A while ago David Orr had a very sharp piece in Poetry about the politics of poetry. He was interested in why it's such a perpetually hot topic. "We don't spend much time wondering what poetry has to do with neuroscience or television writing or college basketball," wrote Orr, "yet these are important areas of American life that involve assertions about truth, form, morality, and the nature of culture—all subjects regularly claimed as poetry's turf."
Around the same time, Lucia Perillo posted to Poetry's Harriet blog about the left-wingishness of many American poets. She speculated that "it may be that poets are aligned with the left because they tend to share the concerns of the poor, or at least the not-rich, having only moderate incomes and job stability." An interesting hypothesis, I thought, but one that doesn't really look all that true: compared to the population as a whole, American poets aren't, as a rule, particularly downtrodden (of course there are exceptions).
Anyway, reading Orr and Perillo got me thinking, and I put together an essay that tries, in its bumbling way, to shed some light on these issues from a sociological perspective. Why do so many poets think of their work as political? Does it make sense for them to do so? And what's with the prevailing left-of-center view (which I share, but which must have some sociological explanation) (which doesn't mean it isn't a valid political viewpoint). The essay I came up with is called "Poetry, Politics, and Leanings-Left" and it's in the November issue of Poetry, and also available online.
I talk about some of the same things I cover in the essay in the last half of this month's Poetry Foundation podcast, "The Savage Detective Turns to Poetry" (I'm not the savage detective: that's the much-more glamorous Roberto BolaƱo, whose poetry is also featured). I thought I was groggy when we recorded the interview, but apparently the jug of java I downed just beforehand had kicked in by the time I started speaking: in contrast to the calm, controlled Don Share and Chris Wiman, I fear I may sound like some kind of jittery fiend, the kind of guy who'd grab you by the elbow on the subway and give you his nine-part theory on how the Aztecs invented the internet. (Did I ever explain how the Aztecs did that? No? Okay! A topic for my next post!).
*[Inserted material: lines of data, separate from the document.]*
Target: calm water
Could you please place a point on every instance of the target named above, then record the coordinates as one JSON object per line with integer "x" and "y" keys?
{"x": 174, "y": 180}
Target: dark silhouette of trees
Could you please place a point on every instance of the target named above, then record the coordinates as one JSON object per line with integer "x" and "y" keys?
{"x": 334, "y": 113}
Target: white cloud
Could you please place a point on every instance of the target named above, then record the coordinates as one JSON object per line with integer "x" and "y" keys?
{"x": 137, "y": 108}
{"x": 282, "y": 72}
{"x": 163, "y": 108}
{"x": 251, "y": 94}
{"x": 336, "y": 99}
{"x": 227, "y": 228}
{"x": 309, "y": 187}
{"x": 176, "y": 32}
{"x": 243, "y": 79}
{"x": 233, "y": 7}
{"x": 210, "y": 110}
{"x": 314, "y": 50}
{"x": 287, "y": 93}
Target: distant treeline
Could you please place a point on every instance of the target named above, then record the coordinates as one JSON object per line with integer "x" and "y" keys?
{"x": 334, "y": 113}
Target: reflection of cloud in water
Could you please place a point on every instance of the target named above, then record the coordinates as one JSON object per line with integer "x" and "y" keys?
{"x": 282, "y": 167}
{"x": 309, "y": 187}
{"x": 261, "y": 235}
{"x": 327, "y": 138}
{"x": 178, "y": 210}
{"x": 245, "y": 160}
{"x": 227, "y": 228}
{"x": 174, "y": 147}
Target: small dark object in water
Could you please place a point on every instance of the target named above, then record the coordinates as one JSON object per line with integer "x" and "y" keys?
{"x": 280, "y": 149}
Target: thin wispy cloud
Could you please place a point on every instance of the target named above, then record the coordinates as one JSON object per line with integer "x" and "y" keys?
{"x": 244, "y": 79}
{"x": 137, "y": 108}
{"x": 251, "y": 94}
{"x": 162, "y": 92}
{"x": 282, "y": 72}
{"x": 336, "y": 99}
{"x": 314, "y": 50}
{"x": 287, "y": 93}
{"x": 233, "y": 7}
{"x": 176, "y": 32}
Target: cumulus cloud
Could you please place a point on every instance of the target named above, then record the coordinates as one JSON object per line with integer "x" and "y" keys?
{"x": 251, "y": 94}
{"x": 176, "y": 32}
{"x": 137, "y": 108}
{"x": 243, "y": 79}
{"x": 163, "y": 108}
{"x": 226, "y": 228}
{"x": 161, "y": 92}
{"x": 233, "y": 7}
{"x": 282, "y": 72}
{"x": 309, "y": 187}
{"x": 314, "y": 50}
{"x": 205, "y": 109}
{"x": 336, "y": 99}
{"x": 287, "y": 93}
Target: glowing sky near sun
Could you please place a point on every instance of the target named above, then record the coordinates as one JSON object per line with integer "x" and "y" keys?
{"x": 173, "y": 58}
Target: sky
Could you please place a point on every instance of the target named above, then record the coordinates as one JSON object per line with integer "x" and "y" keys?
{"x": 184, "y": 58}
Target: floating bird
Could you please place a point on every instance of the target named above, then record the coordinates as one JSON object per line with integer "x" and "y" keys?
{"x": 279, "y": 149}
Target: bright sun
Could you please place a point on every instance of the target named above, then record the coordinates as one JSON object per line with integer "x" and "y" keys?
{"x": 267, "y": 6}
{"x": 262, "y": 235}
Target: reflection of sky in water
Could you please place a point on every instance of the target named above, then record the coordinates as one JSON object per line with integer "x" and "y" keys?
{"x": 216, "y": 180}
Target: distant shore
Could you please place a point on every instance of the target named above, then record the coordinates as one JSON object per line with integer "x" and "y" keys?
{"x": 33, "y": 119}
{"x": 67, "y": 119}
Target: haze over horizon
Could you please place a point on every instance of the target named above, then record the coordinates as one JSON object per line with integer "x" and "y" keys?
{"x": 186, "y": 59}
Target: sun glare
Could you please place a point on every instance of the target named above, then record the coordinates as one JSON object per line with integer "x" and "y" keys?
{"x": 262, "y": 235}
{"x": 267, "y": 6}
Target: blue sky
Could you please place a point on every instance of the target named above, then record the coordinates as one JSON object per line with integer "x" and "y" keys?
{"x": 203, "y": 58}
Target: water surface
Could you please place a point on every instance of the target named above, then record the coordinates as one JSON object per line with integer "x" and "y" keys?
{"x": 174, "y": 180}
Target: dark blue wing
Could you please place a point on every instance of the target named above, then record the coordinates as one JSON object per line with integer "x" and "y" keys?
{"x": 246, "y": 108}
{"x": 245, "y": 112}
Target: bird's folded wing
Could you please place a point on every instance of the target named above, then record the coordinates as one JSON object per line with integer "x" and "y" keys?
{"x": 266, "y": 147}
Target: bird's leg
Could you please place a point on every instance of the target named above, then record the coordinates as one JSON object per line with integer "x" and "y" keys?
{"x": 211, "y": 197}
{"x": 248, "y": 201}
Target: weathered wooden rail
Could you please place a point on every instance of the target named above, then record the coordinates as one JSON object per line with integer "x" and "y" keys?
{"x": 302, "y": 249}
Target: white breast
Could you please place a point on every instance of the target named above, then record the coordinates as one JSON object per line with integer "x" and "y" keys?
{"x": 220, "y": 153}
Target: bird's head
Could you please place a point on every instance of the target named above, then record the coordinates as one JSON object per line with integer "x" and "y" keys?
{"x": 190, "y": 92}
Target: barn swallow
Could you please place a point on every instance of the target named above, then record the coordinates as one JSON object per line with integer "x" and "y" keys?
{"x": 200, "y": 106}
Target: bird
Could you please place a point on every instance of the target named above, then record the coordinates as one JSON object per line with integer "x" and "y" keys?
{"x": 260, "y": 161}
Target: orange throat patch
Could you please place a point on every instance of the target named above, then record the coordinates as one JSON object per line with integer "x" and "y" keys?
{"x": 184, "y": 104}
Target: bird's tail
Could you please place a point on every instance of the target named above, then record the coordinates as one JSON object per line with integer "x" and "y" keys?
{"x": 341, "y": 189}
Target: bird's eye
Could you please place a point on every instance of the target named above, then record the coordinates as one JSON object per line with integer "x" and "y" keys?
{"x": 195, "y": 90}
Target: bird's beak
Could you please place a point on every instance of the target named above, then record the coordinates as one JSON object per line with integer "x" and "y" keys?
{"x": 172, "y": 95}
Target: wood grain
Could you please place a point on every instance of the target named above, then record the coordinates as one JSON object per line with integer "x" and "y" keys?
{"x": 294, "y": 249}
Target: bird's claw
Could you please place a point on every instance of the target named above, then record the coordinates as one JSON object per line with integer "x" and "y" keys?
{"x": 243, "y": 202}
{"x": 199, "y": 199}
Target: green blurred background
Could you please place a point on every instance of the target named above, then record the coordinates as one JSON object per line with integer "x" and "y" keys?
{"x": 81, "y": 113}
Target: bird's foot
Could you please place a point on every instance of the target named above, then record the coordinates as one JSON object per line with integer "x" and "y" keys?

And speaking of jittery fiends, I'm about to jump back into the fiend-friendly environment that is the blogosphere to read obsessively —nay, with maniacal zeal — about the election! Why? Because it's just like the ending of Peter Pan — you know, the part of the movie where, if we all clap hard enough, Tinkerbell will live. I mean, isn't it true that every time you read an online analysis of a swing state poll, Barack Obama gets just a little closer to the White House?